I would like to work on push-based executor [1] during GSoC, so I'm
writing to introduce myself and start the discussion of the project. I
think I should mention beforehand that the subject is my master's
thesis topic, and I have already started working on it. This letter is
not (obviously) a ready proposal but rather initial point to talk over
the concept. Below you can see a short review of the idea, description
of benefits for the community, details, related work and some info
about me.

*Brief review*
The idea is described at the wiki page [1] and in the letter [2]. I
propose to replace current ExecProcNode interface between execution
nodes with function called, say, pushTuple that pushes the ready tuple
to the current node's parent.

*Benefits for the community*
Why would we want this? In general, because Postgres executor is slow
for CPU-bound queries and this approach should accelerate it. [4] and
[5] argue that this model results in better code and data locality,
and that JIT compilation makes the difference even more drastic.

Besides, while working on this, in order to study the effects of model
change I will try to investigate the Postgres executor's performance
in both models extensively. For instance, it is commonly accepted that
current Volcano-style model leads to poor usage of modern CPUs
pipelining abilities and large percent of branch mispredictions. I am
going to see whether, where and when this is true in Postgres;
profiling results should be useful for any further executor

*Project details*
Technically, I am planning to implement this as follows. Common for
all nodes code which needs to be changed is in execMain.c and
execProcnode.c; standard_ExecutorRun in execMain.c now should start
execution of all leaf nodes in proper order instead of pulling tuples
one-by-one from top-level node. By 'proper' order here I mean that
inner nodes will be run first, outer nodes second, so that when the
first tuple from outer side of some node arrives to it, the node
already received all its tuples from the inner side.

How we 'start' execution of a leaf? Recall that now instead of
ExecProcNode we have pushTuple function with following signature:

bool pushTuple(TupleTableSlot *slot, PlanState *node, PlanState *pusher)

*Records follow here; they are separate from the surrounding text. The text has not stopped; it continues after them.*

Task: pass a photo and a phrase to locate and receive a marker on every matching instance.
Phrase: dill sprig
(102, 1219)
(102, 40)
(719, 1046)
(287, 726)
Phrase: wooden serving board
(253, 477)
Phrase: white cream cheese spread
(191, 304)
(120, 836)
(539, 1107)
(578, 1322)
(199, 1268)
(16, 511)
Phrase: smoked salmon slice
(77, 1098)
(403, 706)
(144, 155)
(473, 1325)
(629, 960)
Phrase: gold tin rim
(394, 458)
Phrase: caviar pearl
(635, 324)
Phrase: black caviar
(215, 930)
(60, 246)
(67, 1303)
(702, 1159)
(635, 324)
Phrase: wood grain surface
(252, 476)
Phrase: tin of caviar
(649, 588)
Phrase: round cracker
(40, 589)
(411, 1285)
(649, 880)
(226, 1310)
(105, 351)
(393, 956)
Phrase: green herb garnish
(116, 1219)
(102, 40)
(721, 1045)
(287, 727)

'slot' is the tuple we push. 'node' is a receiver of tuple, 'pusher'
is sender of the tuple, its parent is 'node'. We need 'pusher' only to
distinguish inner and outer pushes. This function returns true if
'node' is still accepting tuples after the push, false if not,
e.g. Limit node can return false after required number of tuples were
passed. We also add the convention that when a node has nothing to
push anymore, it calls pushTuple with slot=NULL to let parent know
that it is done. So, to start execution of a leaf,
standard_ExecutorRun basically needs to call pushTuple(NULL, leaf,
NULL) once. Leaf nodes are a special case because pusher=NULL; another
obvious special case is top-level node: it calls pushTuple(slot, NULL,
node), such call will push the slot to the destination
((*dest->receiveSlot) (slot, dest) in current code).

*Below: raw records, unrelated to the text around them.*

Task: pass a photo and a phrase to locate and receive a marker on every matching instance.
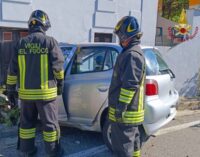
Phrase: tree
(171, 9)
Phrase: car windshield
(155, 65)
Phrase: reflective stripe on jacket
(36, 65)
(127, 87)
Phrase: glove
(12, 98)
(119, 112)
(60, 87)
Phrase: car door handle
(102, 88)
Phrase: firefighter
(126, 92)
(37, 69)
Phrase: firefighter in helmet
(126, 92)
(37, 69)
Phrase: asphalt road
(180, 138)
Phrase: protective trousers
(48, 113)
(125, 140)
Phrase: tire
(107, 134)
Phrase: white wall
(183, 59)
(76, 21)
(149, 21)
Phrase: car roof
(101, 44)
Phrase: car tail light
(151, 87)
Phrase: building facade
(75, 21)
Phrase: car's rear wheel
(107, 134)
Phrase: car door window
(88, 59)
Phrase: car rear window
(155, 65)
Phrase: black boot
(33, 153)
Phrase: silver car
(88, 72)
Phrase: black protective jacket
(126, 93)
(37, 67)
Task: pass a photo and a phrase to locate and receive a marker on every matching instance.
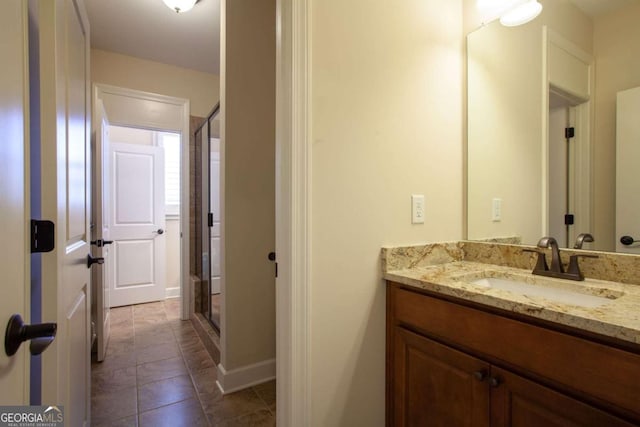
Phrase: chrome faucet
(556, 270)
(556, 264)
(581, 239)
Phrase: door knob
(100, 243)
(41, 335)
(91, 260)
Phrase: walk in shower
(207, 214)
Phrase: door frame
(137, 100)
(293, 211)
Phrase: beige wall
(616, 41)
(248, 171)
(386, 124)
(201, 89)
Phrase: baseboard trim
(246, 376)
(172, 292)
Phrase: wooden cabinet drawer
(584, 367)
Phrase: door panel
(435, 385)
(136, 217)
(133, 179)
(102, 276)
(14, 262)
(64, 43)
(627, 158)
(518, 402)
(135, 263)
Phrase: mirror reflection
(551, 104)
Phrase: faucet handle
(541, 262)
(574, 267)
(547, 242)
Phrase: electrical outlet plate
(417, 209)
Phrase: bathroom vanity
(460, 352)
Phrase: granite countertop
(618, 318)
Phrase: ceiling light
(180, 6)
(521, 14)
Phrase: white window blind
(171, 144)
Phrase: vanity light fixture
(510, 12)
(180, 6)
(521, 14)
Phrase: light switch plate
(496, 210)
(417, 209)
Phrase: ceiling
(150, 30)
(600, 7)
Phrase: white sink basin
(583, 294)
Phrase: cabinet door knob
(480, 375)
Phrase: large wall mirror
(575, 66)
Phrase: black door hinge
(568, 219)
(272, 257)
(569, 133)
(43, 236)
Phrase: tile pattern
(158, 373)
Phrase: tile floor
(157, 373)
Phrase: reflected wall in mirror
(525, 86)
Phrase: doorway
(166, 123)
(144, 219)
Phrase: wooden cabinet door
(517, 402)
(435, 385)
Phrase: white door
(102, 274)
(14, 261)
(137, 223)
(627, 159)
(65, 151)
(214, 189)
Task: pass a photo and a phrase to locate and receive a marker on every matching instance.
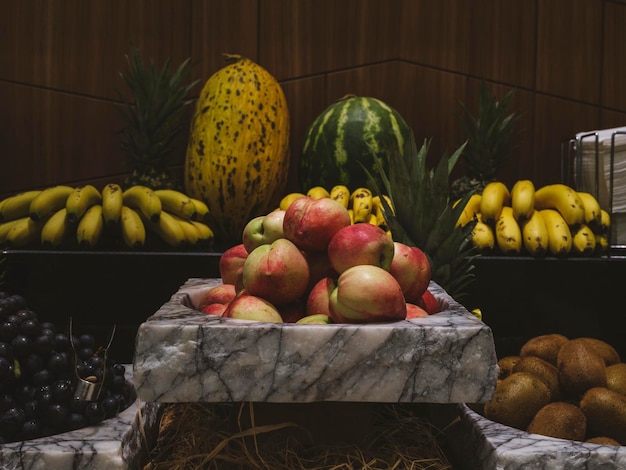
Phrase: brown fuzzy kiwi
(545, 371)
(559, 419)
(616, 377)
(580, 367)
(604, 350)
(606, 413)
(545, 347)
(506, 365)
(603, 441)
(517, 399)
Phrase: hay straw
(212, 436)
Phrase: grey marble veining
(183, 355)
(115, 444)
(490, 446)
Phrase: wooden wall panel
(79, 47)
(314, 36)
(569, 48)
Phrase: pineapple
(152, 119)
(424, 216)
(488, 141)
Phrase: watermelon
(349, 133)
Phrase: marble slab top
(183, 355)
(488, 445)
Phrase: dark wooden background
(60, 62)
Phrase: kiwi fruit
(517, 399)
(616, 377)
(545, 347)
(580, 367)
(559, 419)
(603, 441)
(604, 350)
(606, 413)
(505, 366)
(543, 370)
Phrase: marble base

Like ExecProcNode, pushTuple will call the proper implementation, e.g.
pushTupleToLimit. Such implementations will contain the code similar
to its analogue (e.g. ExecLimit), but, very roughly, where we have

return slot;

now, in push model we will have

bool parent_accepts_tuples = pushTuple(slot, node->parent, node);

and then we will continue execution if parent_accepts_tuples is true
or exit if not.

Complex nodes require more complicated modifications to preserve the
correct behaviour and be efficient. The latter leads to some
architectural issues: for example, efficient SeqScan should call
pushTuple from function doing similar to what heapgettups_pagemode
currently does, otherwise, we would need to save/restore its state
(lines, page, etc) every time for each tuple. On the other hand, it is
not nice to call pushTuple from there because currently access level
(heapam.c) knows nothing about PlanStates. Such issues will need to be
addressed and discussed with the community.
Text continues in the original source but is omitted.